You are viewing a plain text version of this content. The canonical link for it is here.
Posted to user@spark.apache.org by tuan3w <ne...@gmail.com> on 2016/02/21 04:01:10 UTC

Element appear in both 2 splits of RDD after using randomSplit

I'm training a model using MLLib. When I try to split data into training and
test data, I found a weird problem. I can't figure what problem is happening
here.

Here is my code in experiment: 

val  logData = rdd.map(x => (x._1, x._2)).distinct()
val ratings: RDD[Rating] = logData.map(x => Rating(x._1, x._2, 1))
val userProducts = ratings.map(x => (x.user, x.product))
val splits = userProducts.randomSplit(Array(0.7, 0.3))
val train = splits(0)
train.count() // 1660895
val test = splits(1)
test.count() // 712306
// test if an element appear in both splits
train.map(x => (x._1 + "_" + x._2, 1)).join(test.map(x => (x._1 + "_" +
x._2, 2))).take(5)
//return res153: Array[(String, (Int, Int))] = Array((1172491_2899,(1,2)),
(1206777_1567,(1,2)), (91828_571,(1,2)), (329210_2435,(1,2)),
(24356_135,(1,2)))

If I try to save to hdfs and load RDD from HDFS this problem doesn't happen.

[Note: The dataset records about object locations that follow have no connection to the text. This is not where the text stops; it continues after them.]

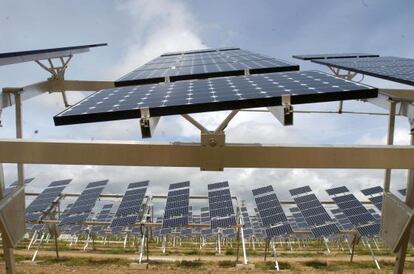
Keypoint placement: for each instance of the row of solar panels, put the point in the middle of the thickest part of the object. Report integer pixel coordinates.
(308, 213)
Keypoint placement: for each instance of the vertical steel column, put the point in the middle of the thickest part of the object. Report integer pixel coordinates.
(409, 200)
(390, 141)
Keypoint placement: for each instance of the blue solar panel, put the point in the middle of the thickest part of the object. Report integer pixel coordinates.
(217, 185)
(356, 213)
(300, 190)
(60, 183)
(337, 190)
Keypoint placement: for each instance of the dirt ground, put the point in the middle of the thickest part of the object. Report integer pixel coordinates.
(80, 262)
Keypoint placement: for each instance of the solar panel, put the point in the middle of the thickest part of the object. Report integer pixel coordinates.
(45, 199)
(271, 213)
(176, 213)
(356, 213)
(41, 54)
(218, 185)
(315, 215)
(220, 205)
(395, 69)
(82, 207)
(203, 64)
(261, 90)
(128, 211)
(333, 55)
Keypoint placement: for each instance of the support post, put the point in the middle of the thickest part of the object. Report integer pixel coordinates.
(409, 200)
(390, 141)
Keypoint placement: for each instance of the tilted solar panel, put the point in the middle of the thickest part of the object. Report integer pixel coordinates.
(333, 55)
(261, 90)
(315, 215)
(400, 70)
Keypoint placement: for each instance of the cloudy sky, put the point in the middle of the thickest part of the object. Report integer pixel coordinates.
(138, 31)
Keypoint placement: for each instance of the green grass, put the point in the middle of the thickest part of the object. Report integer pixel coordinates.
(84, 261)
(271, 266)
(226, 264)
(189, 264)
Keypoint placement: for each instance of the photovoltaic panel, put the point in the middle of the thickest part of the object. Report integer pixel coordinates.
(220, 205)
(315, 215)
(333, 55)
(215, 94)
(395, 69)
(356, 213)
(271, 213)
(203, 64)
(176, 213)
(82, 207)
(45, 199)
(129, 209)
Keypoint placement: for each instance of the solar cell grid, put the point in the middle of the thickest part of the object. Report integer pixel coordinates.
(261, 90)
(396, 69)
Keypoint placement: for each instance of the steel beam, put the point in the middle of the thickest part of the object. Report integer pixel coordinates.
(194, 155)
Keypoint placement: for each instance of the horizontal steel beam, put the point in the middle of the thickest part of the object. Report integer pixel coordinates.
(194, 155)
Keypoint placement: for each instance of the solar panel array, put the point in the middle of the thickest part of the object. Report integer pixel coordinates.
(128, 211)
(176, 212)
(82, 207)
(315, 215)
(334, 55)
(356, 213)
(214, 94)
(221, 206)
(300, 222)
(103, 215)
(342, 221)
(375, 195)
(248, 227)
(204, 64)
(14, 184)
(271, 213)
(396, 69)
(45, 199)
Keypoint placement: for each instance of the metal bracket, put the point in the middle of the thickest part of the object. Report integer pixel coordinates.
(283, 113)
(147, 123)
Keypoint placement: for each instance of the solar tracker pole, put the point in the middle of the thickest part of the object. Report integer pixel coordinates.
(390, 141)
(409, 200)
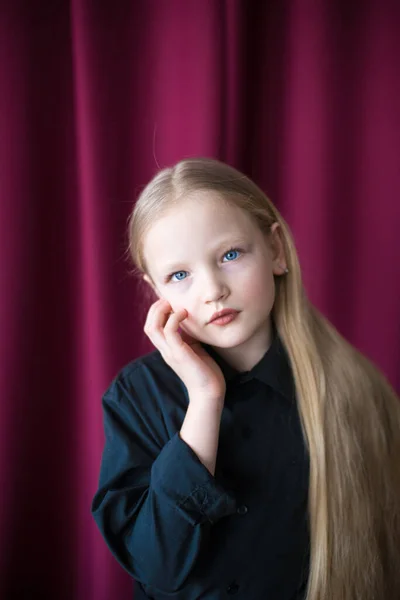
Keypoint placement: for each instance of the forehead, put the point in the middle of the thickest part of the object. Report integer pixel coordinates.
(193, 227)
(201, 216)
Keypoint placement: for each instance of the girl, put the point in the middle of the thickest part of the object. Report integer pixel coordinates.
(255, 452)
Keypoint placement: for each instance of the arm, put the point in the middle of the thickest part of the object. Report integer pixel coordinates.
(200, 430)
(155, 505)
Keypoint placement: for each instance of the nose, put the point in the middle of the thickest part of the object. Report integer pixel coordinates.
(213, 287)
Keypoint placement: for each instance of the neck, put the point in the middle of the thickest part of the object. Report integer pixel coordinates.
(245, 356)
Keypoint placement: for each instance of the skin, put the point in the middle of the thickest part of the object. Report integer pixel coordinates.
(207, 278)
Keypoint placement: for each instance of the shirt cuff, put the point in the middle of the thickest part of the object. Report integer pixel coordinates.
(178, 474)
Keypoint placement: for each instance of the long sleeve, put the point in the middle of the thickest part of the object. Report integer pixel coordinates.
(156, 501)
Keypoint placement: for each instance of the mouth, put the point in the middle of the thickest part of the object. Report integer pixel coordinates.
(223, 317)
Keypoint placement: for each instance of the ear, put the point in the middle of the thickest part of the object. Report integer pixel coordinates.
(279, 263)
(149, 281)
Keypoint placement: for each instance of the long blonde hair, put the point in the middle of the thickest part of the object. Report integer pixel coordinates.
(350, 414)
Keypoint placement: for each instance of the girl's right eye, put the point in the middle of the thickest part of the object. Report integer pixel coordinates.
(171, 277)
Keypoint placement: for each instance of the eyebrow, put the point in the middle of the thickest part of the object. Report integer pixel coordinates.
(175, 266)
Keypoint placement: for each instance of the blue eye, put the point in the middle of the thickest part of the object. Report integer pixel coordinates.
(178, 278)
(234, 252)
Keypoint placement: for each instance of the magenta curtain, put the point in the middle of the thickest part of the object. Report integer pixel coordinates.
(94, 95)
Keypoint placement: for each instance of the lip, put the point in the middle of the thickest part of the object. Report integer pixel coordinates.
(223, 313)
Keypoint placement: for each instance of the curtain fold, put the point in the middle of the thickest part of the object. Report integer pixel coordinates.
(303, 96)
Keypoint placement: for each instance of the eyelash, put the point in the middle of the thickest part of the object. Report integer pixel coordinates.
(239, 250)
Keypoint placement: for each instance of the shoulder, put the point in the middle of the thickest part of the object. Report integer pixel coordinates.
(147, 379)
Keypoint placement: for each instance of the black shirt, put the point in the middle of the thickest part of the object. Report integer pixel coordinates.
(182, 533)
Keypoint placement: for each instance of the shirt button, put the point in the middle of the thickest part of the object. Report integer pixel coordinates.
(233, 588)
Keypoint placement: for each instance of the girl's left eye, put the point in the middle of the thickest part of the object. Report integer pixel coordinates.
(233, 253)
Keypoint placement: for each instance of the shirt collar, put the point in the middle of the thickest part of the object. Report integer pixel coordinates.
(273, 369)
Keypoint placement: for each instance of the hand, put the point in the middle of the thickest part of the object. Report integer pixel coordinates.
(191, 362)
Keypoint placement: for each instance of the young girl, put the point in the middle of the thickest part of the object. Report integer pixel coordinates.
(255, 453)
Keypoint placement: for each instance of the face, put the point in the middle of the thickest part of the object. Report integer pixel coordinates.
(205, 255)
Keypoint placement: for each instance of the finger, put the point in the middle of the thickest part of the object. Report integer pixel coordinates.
(153, 315)
(172, 336)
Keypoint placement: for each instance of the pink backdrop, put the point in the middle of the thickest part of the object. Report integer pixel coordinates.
(301, 95)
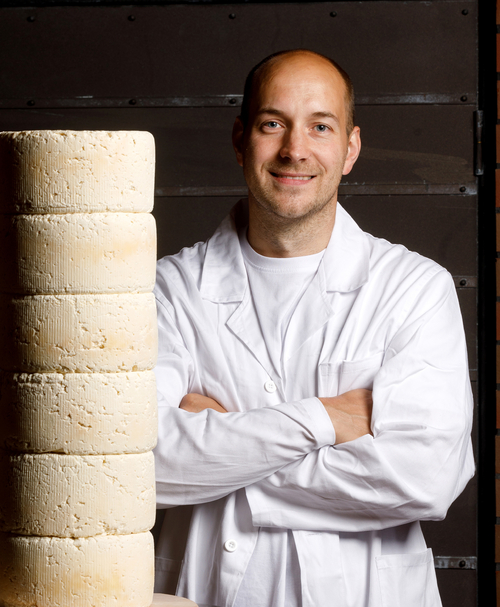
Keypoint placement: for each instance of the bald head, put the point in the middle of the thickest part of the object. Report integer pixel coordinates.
(263, 70)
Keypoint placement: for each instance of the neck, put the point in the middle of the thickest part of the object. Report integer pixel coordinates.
(275, 236)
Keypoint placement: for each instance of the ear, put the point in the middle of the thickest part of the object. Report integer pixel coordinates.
(238, 140)
(353, 150)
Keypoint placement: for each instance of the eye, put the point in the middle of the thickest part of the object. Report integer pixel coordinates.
(271, 124)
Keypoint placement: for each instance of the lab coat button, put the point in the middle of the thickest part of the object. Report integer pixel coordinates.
(230, 545)
(270, 386)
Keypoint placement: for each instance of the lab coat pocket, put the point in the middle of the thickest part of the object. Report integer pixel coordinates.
(356, 374)
(408, 580)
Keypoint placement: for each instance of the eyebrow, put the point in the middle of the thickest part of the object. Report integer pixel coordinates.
(276, 112)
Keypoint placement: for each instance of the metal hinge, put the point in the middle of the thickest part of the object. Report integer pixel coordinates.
(455, 562)
(478, 132)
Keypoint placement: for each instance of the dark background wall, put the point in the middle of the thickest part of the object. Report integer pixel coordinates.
(177, 70)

userProducts.map(x => x._1 + ":" +
x._2).saveAsTextFile("/user/tuannd/test2.txt")
val userProducts = sc.textFile("/user/tuannd/test2.txt").map(x => {
val d =x.split(":")
(d(0).toInt(), d(1).toInt())
})
// other steps are as same as above

I'm using spark 1.5.2.
Thanks for all your help.




--
View this message in context: http://apache-spark-user-list.1001560.n3.nabble.com/Element-appear-in-both-2-splits-of-RDD-after-using-randomSplit-tp26281.html
Sent from the Apache Spark User List mailing list archive at Nabble.com.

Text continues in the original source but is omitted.